Blackberry Farm

Friends of the Farm

Why Fly Fish


It is a frequent question.  It comes up quite a bit, either in casting lessons or fishing trips, often a guest will ask “So… why fly fishing, what is the advantage.”  I typically have to pause for a second and think, even though I have come up with some form of the same answer a multitude of times.  I am sure during this pause an awkward, yet unintentional, look graces my brow just before a shrug of my shoulders.  I typically answer with another question, only to give myself another minute to formulate a reply.  “Do you mean me personally, or why fly fish in general.”  The problem with this rebuttal is that it has two paths for the conversation to continue down and both are lengthy and complicated, yet amazingly simple.  It also gave me two answers to now have to put together.

“Why fly fish in general, what is the advantage?”

This one typically draws the lengthiest of pauses and maybe even a lift of my hat and scratch of my head and the truth is most days I can’t really think of one.  Sure, it is the best way to mimic the primary food source of a trout, the” fly.” But trout will also more likely take a red worm or tasty morsel of corn on most days.  Or maybe a flashy spinner of some sort pulled quickly through the water.  But what of other species of fish?  Surely there are easier ways to catch a bone fish on the flats of the Florida Keys than slinging 50 to 60 feet of fly line off of the end of a nine foot flexible stick?  Sure there is.  So I then try to put fishing into some sort of perspective.  Fishing is fishing regardless of the form.  Use a lure of some sort to tempt a fish to strike.  But modern day fishing has much more to offer than days of old.  We now know what colors, scents, flavors, vibrations, and etcetera, will trigger a fish into taking a lure.  In fact, it has become quite easy to catch fish now-a-days.  A quick visit to your local sporting goods store will net you a basket of lures that virtually guarantee you a fish to hand.  So again, “why fly fishing?”  Maybe because it is little of what modern day fishing has become.  A connection to what a sporting venture truly is. We take most of the aforementioned factors out in an attempt to beat the fish at his own game and one of his best senses, his vision, and almost exclusively that.   So as for an advantage, I cannot always think of one, and maybe that’s why I like it. Oh wait, that part of my answer hinted at the personal angle of my rebuttal.

“Why do you personally fly fish?”

I typically can fire back a fairly quick response to this one, or at least start to before my thoughts become a tangled mess of confusion.  Again, I may pause and raise my hat to scratch that spot on the upper rear portion of one’s head that always gets an itch when deep contemplation begins, you know the spot.  I then realize this conversation can get really deep. The truth is there are many reasons, too many, in fact, to fit into a quick answer or article.  I can find a reason in just about every aspect of the sport.  From the pursuit of the fish itself, to the tying of the flies and even of the making of the rods themselves, and all of the finer points in between.  There is the true love and passion for simply being outside and observing and interacting directly with nature.  I find relaxation in the cast itself, yet in it I also find challenge and aggravation.  I once found fly tying to be tedious and time consuming but now find it quite relaxing, but again challenging, and the same for rod making.  I find solace in the outdoors and familiar amity with many of the things you only experience outside. Again there is much more to write about than I can put in words.  But that is “why.”  It is a combination of all of these and many other aspects cobbled together in the pursuit of fish and maybe even myself.
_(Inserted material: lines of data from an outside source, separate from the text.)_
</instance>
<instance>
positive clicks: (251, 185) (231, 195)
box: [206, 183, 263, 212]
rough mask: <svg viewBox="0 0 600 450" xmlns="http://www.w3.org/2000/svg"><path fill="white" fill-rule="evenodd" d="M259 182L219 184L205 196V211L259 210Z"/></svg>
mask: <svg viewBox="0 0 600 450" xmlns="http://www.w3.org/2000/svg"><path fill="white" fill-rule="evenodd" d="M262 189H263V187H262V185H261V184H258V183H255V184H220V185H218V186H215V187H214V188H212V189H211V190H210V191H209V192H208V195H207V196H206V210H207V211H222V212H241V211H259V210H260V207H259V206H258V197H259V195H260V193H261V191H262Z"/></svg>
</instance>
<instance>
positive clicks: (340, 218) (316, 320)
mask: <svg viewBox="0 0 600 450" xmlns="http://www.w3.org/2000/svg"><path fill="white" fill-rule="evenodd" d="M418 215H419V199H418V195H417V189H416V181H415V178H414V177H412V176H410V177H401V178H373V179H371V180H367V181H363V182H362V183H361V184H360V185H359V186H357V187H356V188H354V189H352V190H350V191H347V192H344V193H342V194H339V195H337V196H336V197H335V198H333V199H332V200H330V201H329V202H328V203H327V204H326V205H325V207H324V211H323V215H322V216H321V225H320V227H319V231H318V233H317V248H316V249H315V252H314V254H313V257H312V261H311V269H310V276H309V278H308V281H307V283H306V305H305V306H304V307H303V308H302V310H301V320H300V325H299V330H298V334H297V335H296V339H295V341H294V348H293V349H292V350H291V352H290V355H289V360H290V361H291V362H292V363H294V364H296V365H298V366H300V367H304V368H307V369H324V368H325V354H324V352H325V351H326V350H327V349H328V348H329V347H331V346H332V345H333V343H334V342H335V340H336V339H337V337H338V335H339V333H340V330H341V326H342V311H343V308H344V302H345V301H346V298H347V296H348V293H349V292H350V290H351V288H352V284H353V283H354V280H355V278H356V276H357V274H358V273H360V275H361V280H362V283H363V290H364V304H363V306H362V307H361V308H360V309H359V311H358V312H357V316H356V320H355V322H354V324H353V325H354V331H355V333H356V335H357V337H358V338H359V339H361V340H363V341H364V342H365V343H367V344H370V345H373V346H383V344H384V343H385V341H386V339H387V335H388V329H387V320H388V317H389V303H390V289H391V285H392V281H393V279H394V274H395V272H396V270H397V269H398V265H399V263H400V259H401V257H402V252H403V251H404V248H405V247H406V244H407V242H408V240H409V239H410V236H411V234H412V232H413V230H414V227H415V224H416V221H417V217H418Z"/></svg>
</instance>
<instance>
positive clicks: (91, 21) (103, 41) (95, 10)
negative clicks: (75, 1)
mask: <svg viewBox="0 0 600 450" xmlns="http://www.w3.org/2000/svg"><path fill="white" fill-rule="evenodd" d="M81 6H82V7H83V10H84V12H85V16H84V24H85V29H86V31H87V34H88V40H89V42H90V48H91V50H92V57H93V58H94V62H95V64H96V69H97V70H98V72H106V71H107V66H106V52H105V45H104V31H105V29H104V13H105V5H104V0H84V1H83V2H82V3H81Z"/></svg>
I believe it is a sport that truly is individual, and in that, has a place for everyone.  It has many parts for one to wrap your mind around, but can also be as simple as you want it to be.  I have a fly collection large enough to make quite an art display, although far too messy and disorganized.  Yet I know anglers far better than myself who carry only a few.  It can be what you make it, and the only way to see what it will be to you is to try it.  Fall in the Smokies is one of my favorite times of the year and a great time to experience fly fishing at one of its peak seasons in southern Appalachia.

So “why”…..come wade through a stream and find out!